Chesterton en général a été très perspicace. Qu'il n'y a qu'un moment où il s'avère que la police de Londres, remplaçant les "casques prussiens" par "turque fez", perd son efficacité.

Et la faute des élites oligarchiques de l'Ouest (aristocratie dégénérée) a des racines tout à fait naturelles. Cette élite elle-même n'apparaissait pas dans la confrontation avec l'Asie, mais dans la confrontation avec le continent, avec ceux qui s'opposaient à l'Asie. Par conséquent, le noble russe et le Junker allemand, et même l’Italien Don, étaient entourés de toutes parts par des forces hostiles. Devant les Turcs et derrière l'Anglais ...

La civilisation des îles d’Europe occidentale, bien sûr, est intéressante. Mais elle lui a survécu. Elle ne peut physiquement pas résister à l'afflux venant d'Asie. It mai fais-le, mais ça ne peut pas.

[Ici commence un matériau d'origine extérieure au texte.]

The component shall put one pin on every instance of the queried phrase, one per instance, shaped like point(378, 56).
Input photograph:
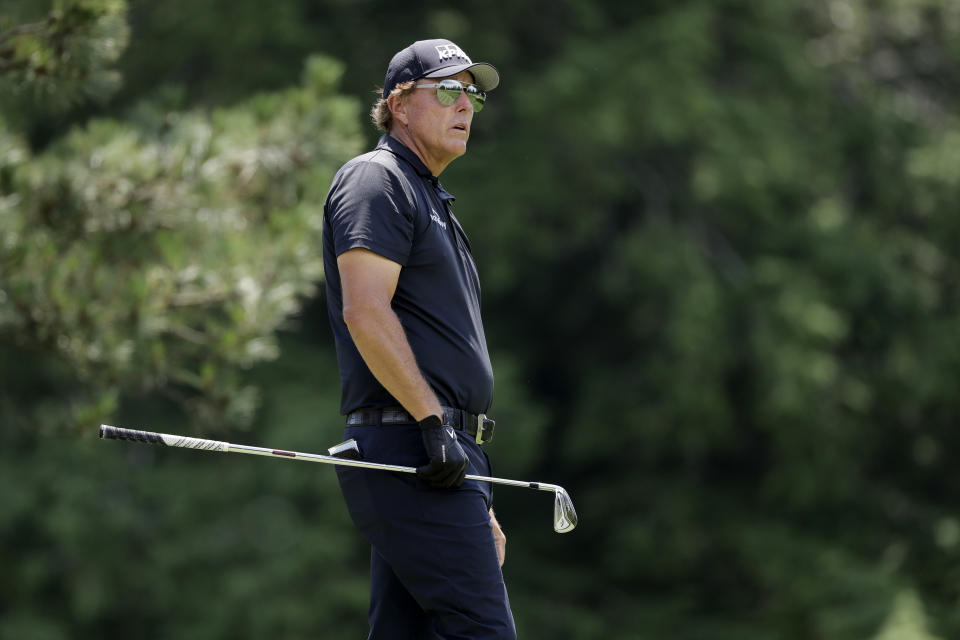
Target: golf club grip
point(108, 432)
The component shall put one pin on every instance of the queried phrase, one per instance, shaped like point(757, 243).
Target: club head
point(564, 515)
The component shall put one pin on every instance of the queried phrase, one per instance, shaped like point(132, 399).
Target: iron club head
point(564, 515)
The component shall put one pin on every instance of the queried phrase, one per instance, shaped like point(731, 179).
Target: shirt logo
point(450, 51)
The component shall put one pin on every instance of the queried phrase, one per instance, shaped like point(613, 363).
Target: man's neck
point(433, 165)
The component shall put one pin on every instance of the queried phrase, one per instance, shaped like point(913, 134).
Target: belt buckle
point(484, 426)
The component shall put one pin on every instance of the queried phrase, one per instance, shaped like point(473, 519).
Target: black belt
point(477, 426)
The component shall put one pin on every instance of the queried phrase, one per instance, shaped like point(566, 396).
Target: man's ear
point(398, 107)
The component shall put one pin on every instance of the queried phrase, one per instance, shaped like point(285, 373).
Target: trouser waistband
point(477, 426)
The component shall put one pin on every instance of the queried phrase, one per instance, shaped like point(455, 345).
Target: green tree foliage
point(58, 59)
point(163, 251)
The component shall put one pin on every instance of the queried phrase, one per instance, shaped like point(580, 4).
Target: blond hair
point(381, 114)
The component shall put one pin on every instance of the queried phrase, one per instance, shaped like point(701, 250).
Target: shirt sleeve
point(368, 208)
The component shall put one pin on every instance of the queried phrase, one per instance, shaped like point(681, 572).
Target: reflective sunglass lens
point(449, 91)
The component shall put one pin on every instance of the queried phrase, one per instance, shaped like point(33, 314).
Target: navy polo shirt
point(388, 202)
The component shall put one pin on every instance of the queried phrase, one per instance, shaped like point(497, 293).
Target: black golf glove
point(448, 462)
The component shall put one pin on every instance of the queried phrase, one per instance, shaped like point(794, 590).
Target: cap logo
point(451, 51)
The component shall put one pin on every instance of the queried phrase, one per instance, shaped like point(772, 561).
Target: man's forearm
point(383, 344)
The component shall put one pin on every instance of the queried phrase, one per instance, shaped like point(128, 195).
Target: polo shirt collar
point(397, 148)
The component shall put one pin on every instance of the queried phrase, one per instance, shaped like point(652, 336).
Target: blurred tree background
point(715, 243)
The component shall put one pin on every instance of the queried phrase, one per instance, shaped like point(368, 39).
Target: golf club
point(564, 515)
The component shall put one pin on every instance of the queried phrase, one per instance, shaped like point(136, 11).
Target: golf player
point(403, 298)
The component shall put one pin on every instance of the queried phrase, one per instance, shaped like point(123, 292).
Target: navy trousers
point(434, 572)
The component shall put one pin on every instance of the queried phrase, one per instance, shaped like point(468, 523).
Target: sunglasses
point(448, 92)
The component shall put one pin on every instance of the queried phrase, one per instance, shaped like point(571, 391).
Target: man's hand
point(448, 462)
point(499, 538)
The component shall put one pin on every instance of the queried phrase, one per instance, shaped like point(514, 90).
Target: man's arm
point(369, 282)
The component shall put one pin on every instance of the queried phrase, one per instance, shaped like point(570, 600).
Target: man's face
point(438, 132)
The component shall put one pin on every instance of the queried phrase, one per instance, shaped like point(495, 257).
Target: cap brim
point(485, 75)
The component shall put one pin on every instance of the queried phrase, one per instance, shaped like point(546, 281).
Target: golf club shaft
point(117, 433)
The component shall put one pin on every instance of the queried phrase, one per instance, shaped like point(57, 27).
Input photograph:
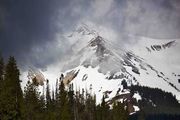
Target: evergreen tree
point(64, 112)
point(104, 109)
point(11, 97)
point(1, 68)
point(118, 112)
point(48, 96)
point(32, 100)
point(1, 84)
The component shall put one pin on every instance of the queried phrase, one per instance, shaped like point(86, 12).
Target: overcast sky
point(31, 29)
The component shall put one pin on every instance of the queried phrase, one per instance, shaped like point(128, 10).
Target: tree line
point(58, 104)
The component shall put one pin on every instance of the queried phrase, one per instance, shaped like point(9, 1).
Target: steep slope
point(166, 60)
point(100, 66)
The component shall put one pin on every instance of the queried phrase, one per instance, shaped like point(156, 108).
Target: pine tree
point(104, 109)
point(71, 101)
point(48, 96)
point(1, 68)
point(32, 100)
point(1, 84)
point(119, 113)
point(63, 103)
point(12, 97)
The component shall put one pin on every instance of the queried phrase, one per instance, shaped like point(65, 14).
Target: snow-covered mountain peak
point(83, 30)
point(161, 46)
point(95, 56)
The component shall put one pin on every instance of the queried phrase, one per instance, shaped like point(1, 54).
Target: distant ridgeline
point(67, 104)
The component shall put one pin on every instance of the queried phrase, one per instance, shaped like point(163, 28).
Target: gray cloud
point(33, 30)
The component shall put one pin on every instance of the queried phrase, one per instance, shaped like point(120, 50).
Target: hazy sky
point(31, 29)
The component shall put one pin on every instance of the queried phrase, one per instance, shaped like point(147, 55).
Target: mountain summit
point(102, 67)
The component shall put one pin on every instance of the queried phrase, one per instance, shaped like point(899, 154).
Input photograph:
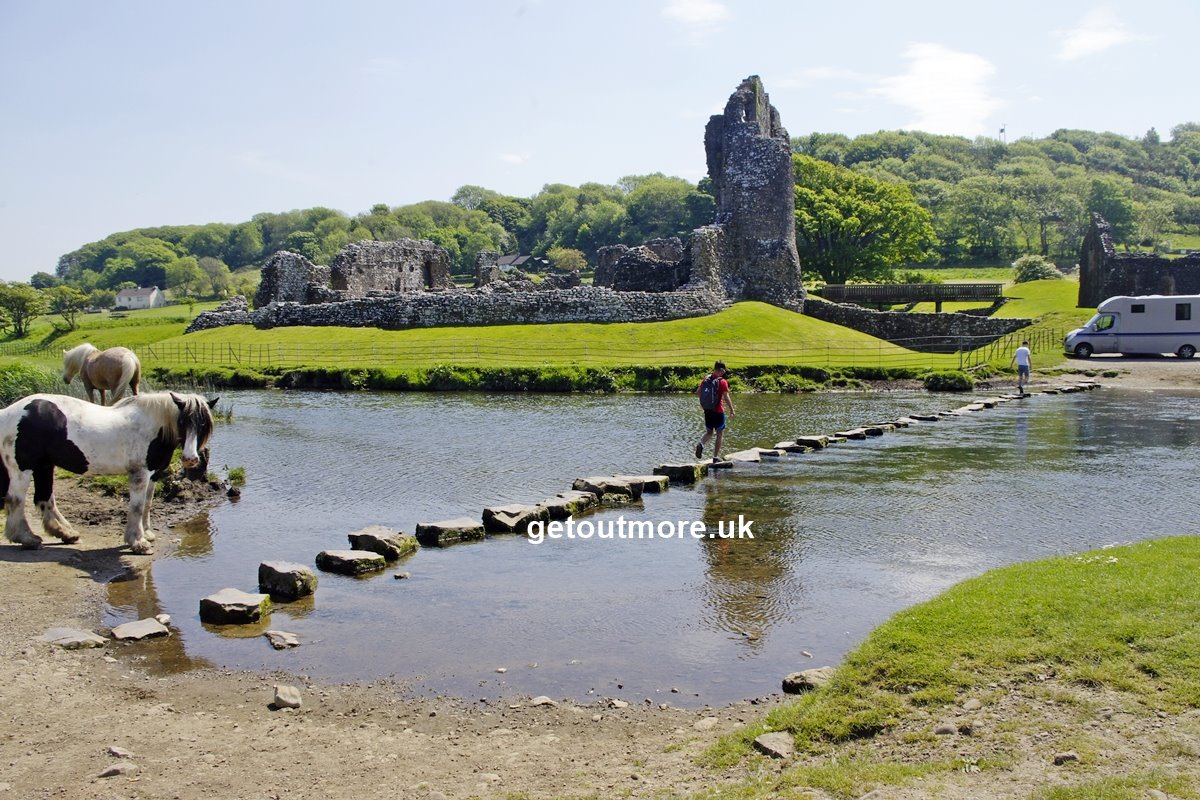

Le problème est que la pensée de l'Europe occidentale a pénétré en Europe centrale, tant au sud qu'au nord. Il a pris les profondeurs du continent américain des rives des océans, où se formait son nouveau modèle continental. Et aujourd'hui, nous avons le choix - de disparaître dans l'abîme de l'histoire avec ce modèle ou de revenir au nôtre, capable de résister aux menaces du temps. Et les habitants de York, City, New York et Houston ont le choix. Restez dans un modèle mourant et suivez les chemins alternatifs que ces peuples ont.